Задуманный Троцким бросок на восток виделся "красным реваншем" за катастрофические военные поражения мировой войны, а благая весть о "новой экономической политике" (НЭП), пришедшая сразу вслед за кронштадтским апокалипсисом, воскрешала надежды на пробуждение в РСФСР былой державности. Среди петроградской интеллигенции, еще недавно почти единой в своем неприятии большевиков, назревал очередной раскол.
– Вот когда обнаружится, что самый умный большевик – это Троцкий, тогда все пойдет по-иному, – ораторствовал Гумилев в "Доме Литераторов". – Вы знаете знаменитое изречение Троцкого, что Красная Армия, как редиска, извне – красная, а внутри – белая? Вот армия-то и спасет Россию. Красная Армия, во главе которой станет новый Наполеон. Бонапартизм!

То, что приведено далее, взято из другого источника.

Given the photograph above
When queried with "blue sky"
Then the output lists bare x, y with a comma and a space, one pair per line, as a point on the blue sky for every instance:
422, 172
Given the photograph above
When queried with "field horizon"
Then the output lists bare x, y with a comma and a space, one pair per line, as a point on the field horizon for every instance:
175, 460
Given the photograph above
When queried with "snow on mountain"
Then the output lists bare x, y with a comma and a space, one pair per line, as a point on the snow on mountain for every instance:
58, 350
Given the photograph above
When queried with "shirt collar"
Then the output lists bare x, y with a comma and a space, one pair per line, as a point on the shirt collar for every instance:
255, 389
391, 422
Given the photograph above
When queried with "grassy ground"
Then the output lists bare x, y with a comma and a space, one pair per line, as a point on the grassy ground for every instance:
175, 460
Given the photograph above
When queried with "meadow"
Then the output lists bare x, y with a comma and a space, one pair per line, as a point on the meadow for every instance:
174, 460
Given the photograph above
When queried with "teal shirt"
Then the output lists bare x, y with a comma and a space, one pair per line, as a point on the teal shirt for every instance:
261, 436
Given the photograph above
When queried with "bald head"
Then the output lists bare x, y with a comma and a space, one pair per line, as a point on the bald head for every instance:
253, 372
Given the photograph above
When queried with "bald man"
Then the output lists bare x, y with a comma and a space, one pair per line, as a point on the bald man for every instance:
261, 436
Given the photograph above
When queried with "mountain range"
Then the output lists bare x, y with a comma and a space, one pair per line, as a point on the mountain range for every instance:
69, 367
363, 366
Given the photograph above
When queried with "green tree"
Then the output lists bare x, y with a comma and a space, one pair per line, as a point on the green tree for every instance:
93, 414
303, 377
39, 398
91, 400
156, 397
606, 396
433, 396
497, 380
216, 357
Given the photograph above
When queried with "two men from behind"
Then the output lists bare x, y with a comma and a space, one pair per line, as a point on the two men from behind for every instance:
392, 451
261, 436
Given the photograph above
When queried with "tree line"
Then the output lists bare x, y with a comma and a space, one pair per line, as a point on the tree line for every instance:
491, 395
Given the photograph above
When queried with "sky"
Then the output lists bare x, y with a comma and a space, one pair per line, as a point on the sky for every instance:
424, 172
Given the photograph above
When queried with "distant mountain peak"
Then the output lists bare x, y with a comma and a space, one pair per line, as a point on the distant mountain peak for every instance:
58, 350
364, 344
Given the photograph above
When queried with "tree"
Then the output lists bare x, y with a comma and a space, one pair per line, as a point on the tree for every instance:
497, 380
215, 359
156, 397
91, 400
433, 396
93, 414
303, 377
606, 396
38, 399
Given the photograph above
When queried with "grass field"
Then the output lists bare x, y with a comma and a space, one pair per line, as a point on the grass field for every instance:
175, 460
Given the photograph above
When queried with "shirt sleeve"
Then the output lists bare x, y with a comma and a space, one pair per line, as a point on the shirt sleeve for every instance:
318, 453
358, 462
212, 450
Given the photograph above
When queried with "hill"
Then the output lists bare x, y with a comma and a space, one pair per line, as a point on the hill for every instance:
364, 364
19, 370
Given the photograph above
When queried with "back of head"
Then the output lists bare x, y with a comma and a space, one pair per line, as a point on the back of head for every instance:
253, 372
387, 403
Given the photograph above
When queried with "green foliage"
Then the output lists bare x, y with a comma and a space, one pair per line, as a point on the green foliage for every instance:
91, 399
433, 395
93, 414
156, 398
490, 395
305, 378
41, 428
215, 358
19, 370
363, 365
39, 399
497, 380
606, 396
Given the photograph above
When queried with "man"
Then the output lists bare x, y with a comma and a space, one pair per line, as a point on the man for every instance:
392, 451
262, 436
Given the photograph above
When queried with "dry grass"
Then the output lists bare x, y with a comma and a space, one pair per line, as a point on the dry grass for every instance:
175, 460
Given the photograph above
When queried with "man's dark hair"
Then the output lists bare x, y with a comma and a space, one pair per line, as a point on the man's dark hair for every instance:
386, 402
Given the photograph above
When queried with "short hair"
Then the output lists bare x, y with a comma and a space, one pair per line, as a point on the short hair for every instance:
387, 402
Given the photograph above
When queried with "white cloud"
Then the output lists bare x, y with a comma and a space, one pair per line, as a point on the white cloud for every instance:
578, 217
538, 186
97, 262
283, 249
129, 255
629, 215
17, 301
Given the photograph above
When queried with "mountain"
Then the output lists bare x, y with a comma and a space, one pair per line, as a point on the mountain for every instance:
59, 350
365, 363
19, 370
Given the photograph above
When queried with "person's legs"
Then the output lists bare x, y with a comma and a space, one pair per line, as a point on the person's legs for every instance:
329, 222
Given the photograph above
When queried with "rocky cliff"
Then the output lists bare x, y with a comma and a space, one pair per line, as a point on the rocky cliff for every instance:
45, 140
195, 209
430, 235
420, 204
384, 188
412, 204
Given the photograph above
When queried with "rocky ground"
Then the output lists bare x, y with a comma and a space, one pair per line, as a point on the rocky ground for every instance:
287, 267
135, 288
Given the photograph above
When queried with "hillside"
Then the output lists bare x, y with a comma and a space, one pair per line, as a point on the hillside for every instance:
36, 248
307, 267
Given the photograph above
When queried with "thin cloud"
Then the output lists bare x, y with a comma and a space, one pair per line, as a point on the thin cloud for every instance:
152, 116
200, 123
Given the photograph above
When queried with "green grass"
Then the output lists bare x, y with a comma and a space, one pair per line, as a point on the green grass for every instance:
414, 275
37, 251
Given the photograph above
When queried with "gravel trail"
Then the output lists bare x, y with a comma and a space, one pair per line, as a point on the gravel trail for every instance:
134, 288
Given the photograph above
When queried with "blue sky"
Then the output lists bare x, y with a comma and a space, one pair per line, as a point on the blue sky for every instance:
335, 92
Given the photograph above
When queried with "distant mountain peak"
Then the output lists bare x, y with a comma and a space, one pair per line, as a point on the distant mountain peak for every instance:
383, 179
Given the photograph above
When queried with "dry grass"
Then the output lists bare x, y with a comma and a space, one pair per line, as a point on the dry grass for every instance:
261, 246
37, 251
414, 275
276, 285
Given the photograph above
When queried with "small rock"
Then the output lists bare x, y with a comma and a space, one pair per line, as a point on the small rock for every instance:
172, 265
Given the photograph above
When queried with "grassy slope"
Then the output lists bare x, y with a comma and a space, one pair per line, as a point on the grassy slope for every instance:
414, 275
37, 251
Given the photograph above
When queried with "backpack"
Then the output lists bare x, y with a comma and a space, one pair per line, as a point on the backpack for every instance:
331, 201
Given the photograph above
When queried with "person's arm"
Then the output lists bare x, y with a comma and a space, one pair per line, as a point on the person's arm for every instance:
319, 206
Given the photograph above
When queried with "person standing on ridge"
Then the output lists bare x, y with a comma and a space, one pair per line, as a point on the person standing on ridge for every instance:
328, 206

Философ Аарон Штейнберг, считавший, как большинство участников "Вольфилы", что большевики "продали революцию духа за чечевичную похлебку материализма", осторожно возражал:
– Многие думают, Николай Степанович, что наша революция пойдет по примеру французской и все кончится Бонапартом. Но для бонапартизма нужен Бонапарт, а я его не вижу.
– Вы говорите, что невозможен бонапартизм без Бонапарта? – набросился Гумилев на Штейнберга. – А Бонапарт у нас уже есть! Это "красный маршал" – Михаил Тухачевский.
И он в подробностях стал объяснять, что именно нужно сделать для продвижения Тухачевского в Бонапарты. "Полчаса подряд, ни больше, ни меньше, – вспоминал Штейнберг. – Николай Степанович рассказывал об идее единовластия, монархии, как она должна быть восстановлена; о том, что сердце всякого государства должно биться в груди, украшенной знаками военных подвигов; о том, что настоящий святой, охраняющий Россию, – Георгий Победоносец; что найдется наконец какой-нибудь еще неведомый кавалер Георгиевского креста, который вместе с Тухачевским организует новую армию в традициях старой царской".
Ошеломившее всех крушение военного коммунизма внушало уверенность, что безнадежная, нелепая, отчаянная просветительская работа оставшихся в РСФСР книжников-интеллигентов все-таки принесла свои плоды, несмотря на доносившиеся в "царство Антихриста" упреки и насмешки непримиримых эмигрантов. В обещанном Горькому ответе на выпады Мережковского против "Всемирной литературы" Гумилев писал:
"В наше трудное время спасенье духовной культуры страны возможно только путем работы каждого в той области, которую он свободно избрал себе прежде. Не по вине издательства эта работа его сотрудников протекает в условиях, которые трудно и представить себе нашим зарубежным товарищам. Мимо нее можно пройти в молчании, но гикать и улюлюкать над ней могут только люди, не сознающие, что они делают, или не уважающие самих себя".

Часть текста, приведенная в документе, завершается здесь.